Re: Need help to query very big dataset

kajal_30 · Posted 06-03-2024 01:08 PM

proc sql;
	create table t1
	as
	select * 
	from 
	t2
	where 
	name like 'PNB%'
	and rn in 
	(select distinct rn from 
	t4)
	and 
	datepart(DATE) <= '7Dec2002:00:00:00'd
;quit;

I have a very big dataset and its taking forever to run and many times connections disrupts and I need to wait for a long again.

can you please suggest a better way to do it.

Here table T2 is like very big taking almost an hour to complete the query if everything goes well or need to restart many times .

Thank you in advance

kajal

Reeza · Posted 06-03-2024 01:26 PM

How big is big here? Are we talking millions/billions of rows or thousands?

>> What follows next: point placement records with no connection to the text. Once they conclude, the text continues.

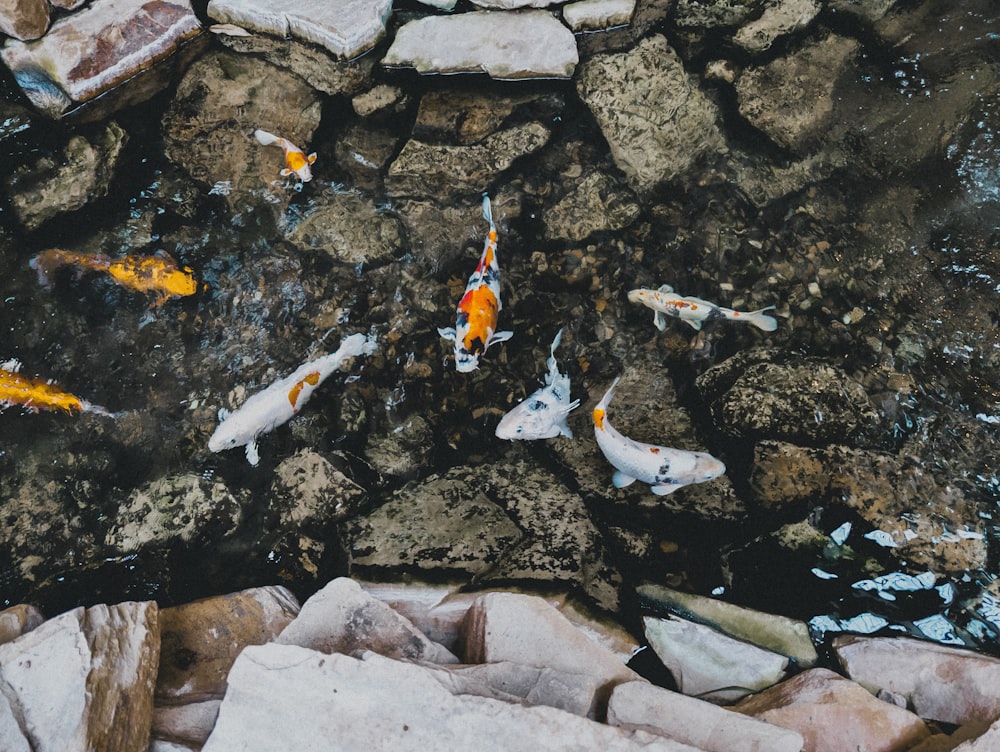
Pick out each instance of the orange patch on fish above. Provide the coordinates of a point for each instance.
(599, 418)
(293, 395)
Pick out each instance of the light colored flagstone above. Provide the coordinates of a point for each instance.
(346, 28)
(523, 44)
(289, 698)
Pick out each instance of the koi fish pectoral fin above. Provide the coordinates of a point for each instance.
(621, 480)
(663, 489)
(253, 456)
(499, 337)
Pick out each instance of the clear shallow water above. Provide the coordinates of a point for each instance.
(106, 345)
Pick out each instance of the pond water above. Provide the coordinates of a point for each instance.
(907, 246)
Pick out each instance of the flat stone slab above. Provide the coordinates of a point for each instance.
(96, 49)
(346, 28)
(522, 44)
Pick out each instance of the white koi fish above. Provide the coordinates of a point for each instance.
(542, 414)
(665, 302)
(476, 321)
(663, 468)
(282, 400)
(295, 159)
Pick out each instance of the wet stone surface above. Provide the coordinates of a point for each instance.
(859, 437)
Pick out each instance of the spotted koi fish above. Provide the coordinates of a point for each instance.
(296, 160)
(542, 414)
(34, 394)
(663, 468)
(156, 275)
(476, 320)
(278, 403)
(665, 302)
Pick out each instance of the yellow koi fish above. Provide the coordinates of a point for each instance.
(158, 274)
(34, 394)
(296, 160)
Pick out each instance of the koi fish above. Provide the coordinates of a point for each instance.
(295, 159)
(665, 469)
(278, 403)
(157, 274)
(695, 310)
(35, 394)
(542, 414)
(476, 321)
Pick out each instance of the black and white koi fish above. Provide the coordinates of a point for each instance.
(295, 159)
(542, 414)
(476, 318)
(665, 302)
(278, 403)
(663, 468)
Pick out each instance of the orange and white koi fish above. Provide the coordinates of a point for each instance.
(295, 159)
(542, 414)
(665, 302)
(35, 394)
(476, 320)
(663, 468)
(158, 274)
(278, 403)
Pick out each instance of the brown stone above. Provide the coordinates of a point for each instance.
(200, 640)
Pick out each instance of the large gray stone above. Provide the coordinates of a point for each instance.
(95, 49)
(346, 28)
(343, 618)
(527, 44)
(939, 682)
(709, 664)
(287, 697)
(527, 630)
(81, 681)
(656, 120)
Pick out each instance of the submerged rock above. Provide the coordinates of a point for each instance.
(346, 28)
(526, 44)
(67, 181)
(657, 122)
(224, 97)
(180, 508)
(93, 50)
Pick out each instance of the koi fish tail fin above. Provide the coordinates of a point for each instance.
(761, 320)
(265, 138)
(46, 263)
(87, 407)
(488, 210)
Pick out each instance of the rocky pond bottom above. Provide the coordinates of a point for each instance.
(859, 434)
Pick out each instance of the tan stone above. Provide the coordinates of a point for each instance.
(835, 714)
(202, 639)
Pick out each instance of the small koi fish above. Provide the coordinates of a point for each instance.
(295, 159)
(665, 302)
(157, 274)
(35, 394)
(278, 403)
(663, 468)
(542, 415)
(476, 320)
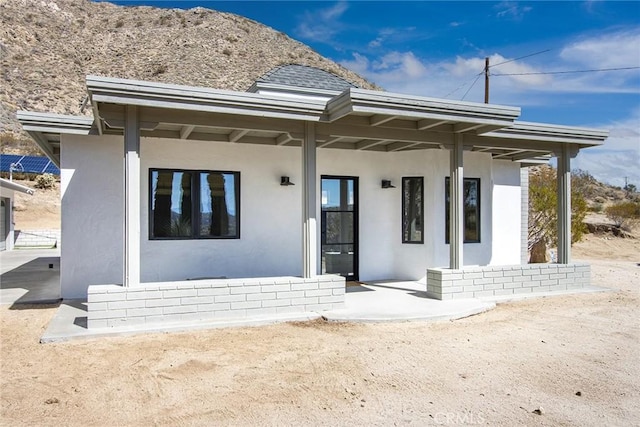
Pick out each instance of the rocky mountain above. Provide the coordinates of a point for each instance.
(47, 47)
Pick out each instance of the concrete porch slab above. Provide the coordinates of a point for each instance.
(388, 301)
(30, 276)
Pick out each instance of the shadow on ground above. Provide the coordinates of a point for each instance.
(32, 284)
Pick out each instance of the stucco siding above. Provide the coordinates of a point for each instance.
(271, 229)
(507, 215)
(91, 176)
(270, 241)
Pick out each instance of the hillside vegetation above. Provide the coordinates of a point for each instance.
(48, 47)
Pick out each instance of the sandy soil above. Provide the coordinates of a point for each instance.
(38, 211)
(575, 358)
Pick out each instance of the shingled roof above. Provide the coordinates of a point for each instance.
(305, 76)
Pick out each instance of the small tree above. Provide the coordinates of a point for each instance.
(45, 181)
(625, 215)
(543, 215)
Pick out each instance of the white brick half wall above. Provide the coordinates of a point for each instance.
(476, 282)
(211, 299)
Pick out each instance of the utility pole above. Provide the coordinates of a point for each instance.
(486, 80)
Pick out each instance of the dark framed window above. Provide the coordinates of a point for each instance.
(471, 197)
(412, 210)
(194, 204)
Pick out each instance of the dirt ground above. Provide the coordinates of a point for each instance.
(575, 359)
(38, 211)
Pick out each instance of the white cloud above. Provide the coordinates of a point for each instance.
(321, 25)
(512, 10)
(405, 72)
(609, 50)
(618, 157)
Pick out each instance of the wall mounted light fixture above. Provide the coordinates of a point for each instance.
(284, 180)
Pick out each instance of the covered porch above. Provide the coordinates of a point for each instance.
(353, 120)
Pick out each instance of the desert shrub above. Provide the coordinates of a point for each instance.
(625, 215)
(45, 181)
(543, 215)
(596, 207)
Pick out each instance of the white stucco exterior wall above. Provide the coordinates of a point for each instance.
(271, 229)
(507, 214)
(270, 241)
(91, 178)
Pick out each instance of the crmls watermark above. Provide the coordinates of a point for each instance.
(458, 418)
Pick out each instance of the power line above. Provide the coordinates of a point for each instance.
(471, 87)
(522, 57)
(567, 72)
(459, 87)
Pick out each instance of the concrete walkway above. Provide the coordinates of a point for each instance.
(33, 276)
(386, 301)
(30, 276)
(379, 302)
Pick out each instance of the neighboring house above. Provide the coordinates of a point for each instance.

Is the following slightly better? Do you have any indexes on the datasets or the ability to create any indexes?

proc sql;
	create table t1
	as
	select * 
	from 
	t2
	where 
	substr(name, 1, 3) = 'PNB'
	and rn in 
	(select distinct rn from 
	t4)
	and 
	datepart(DATE) <= '7Dec2002'd
;quit;

@kajal_30 wrote:
proc sql;
	create table t1
	as
	select * 
	from 
	t2
	where 
	name like 'PNB%'
	and rn in 
	(select distinct rn from 
	t4)
	and 
	datepart(DATE) <= '7Dec2002:00:00:00'd
;quit;
I have a very big dataset and its taking forever to run and many times connections disrupts and I need to wait for a long again.

can you please suggest a better way to do it.

Here table T2 is like very big taking almost an hour to complete the query if everything goes well or need to restart many times .

Thank you in advance

kajal

kajal_30 · Posted 06-03-2024 01:38 PM

Thank you @Reeza it is almost taking the same time. Is it possible to convert this step into hash join where we are selecting all columns ?

Regards

Kajal

Reeza · Posted 06-03-2024 01:44 PM

Sure, as long as you have enough memory you can probably convert this to a hash join.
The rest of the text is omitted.